Extended Data Figure 3.

a, Tyramine and octopamine biosynthesis pathway. Tyramine is synthesized from tyrosine by tyrosine decarboxylase (TDC-1) in the RIM and RIC neurons; octopamine is synthesized from tyramine by tyramine β-hydroxylase (TBH-1) in the RIC neurons13While tdc-1 null mutants are deficient in both tyramine and octopamine, tbh-1 null mutants are deficient only in octopamine. b-c, Survival percentages of wild-type, tyramine/octopamine deficient (tdc-1), octopamine deficient (tbh-1) and tyramine receptor (tyra-3) null mutants exposed to oxidation induced by b, Fe2+SO4 (1 h, 15 mM) and c, H2O2 (3 h, 5 mM). Bars represent the mean ± SEM. The number of independent experiments (n) is shown in the figure. 60–80 animals per condition per experiment were used. One-way ANOVA followed by Holm-Sidak post-hoc test for multiple comparisons versus wild-type was used. d, Survival to heat (4h at 35°C) of wild-type, tdc-1, tbh-1, tdc-1; zfIs29[Ptbh-1::TDC-1] (tyramine but not octopamine deficient) and the quadruple tyramine-receptor mutant QW833 (lgc-55; ser-2; tyra-2; tyra-3). Bars represent the mean ± SEM. The number of independent experiments (n) is shown in the figure. 60–80 animals were used per condition per experiment. One-way ANOVA followed by Holm-Sidak post-hoc test for multiple comparisons was used. tdc-1 mutants have an improved survival to thermal stress. Octopamine-deficient mutants (tbh-1) were slightly more heat resistant than wild-type animals, albeit not at the level of tyramine/octopamine deficient tdc-1 mutants. Moreover, rescue of tdc-1 expression in only the octopaminergic neurons (tdc-1; Ptbh-1::TDC −1) failed to reduce thermoresistance of tdc-1 mutants.

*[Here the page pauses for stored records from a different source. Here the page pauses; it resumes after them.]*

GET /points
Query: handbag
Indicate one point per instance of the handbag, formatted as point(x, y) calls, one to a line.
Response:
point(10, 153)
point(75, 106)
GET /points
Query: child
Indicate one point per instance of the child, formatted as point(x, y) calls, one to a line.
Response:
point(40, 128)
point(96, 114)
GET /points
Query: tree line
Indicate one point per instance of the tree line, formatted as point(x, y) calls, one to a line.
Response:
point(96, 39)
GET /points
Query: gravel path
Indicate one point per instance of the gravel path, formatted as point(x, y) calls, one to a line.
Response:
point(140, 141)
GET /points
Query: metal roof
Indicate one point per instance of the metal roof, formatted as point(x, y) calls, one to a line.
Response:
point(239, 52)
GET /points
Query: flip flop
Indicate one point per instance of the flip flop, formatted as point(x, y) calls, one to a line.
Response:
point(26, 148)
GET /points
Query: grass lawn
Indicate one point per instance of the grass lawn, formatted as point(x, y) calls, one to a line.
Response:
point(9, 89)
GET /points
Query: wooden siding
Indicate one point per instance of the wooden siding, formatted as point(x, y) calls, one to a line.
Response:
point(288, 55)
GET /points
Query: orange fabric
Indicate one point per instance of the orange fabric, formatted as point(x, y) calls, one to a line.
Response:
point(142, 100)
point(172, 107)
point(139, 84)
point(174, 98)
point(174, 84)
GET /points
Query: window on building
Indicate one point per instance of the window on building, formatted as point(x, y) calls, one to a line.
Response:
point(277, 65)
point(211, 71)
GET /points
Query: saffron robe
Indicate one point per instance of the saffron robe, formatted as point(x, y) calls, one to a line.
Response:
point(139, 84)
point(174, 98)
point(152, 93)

In addition, the quadruple mutants of all tyramine receptors show heat resistance levels similar to that of tdc-1. These results indicate that the lack of tyramine underlies the oxidative and thermal resistant phenotype of tdc-1 mutants. e, Scatter dot plot (line at the mean) showing pharyngeal pumping rates (pumps per minute) of wild-type, tdc-1, tbh-1 and tph-1 null mutants. tph-1 (tryptophan hydroxylase) mutant animals, which lack serotonin, have a reduced pharyngeal pumping and were used as a control. Since tdc-1 mutants have no obvious defects in pharyngeal pumping, dietary restriction is not likely to be the cause of the enhanced stress resistance and increased longevity. n=30 animals per condition. One-way ANOVA followed by Holm-Sidak post-hoc test versus wild type was used.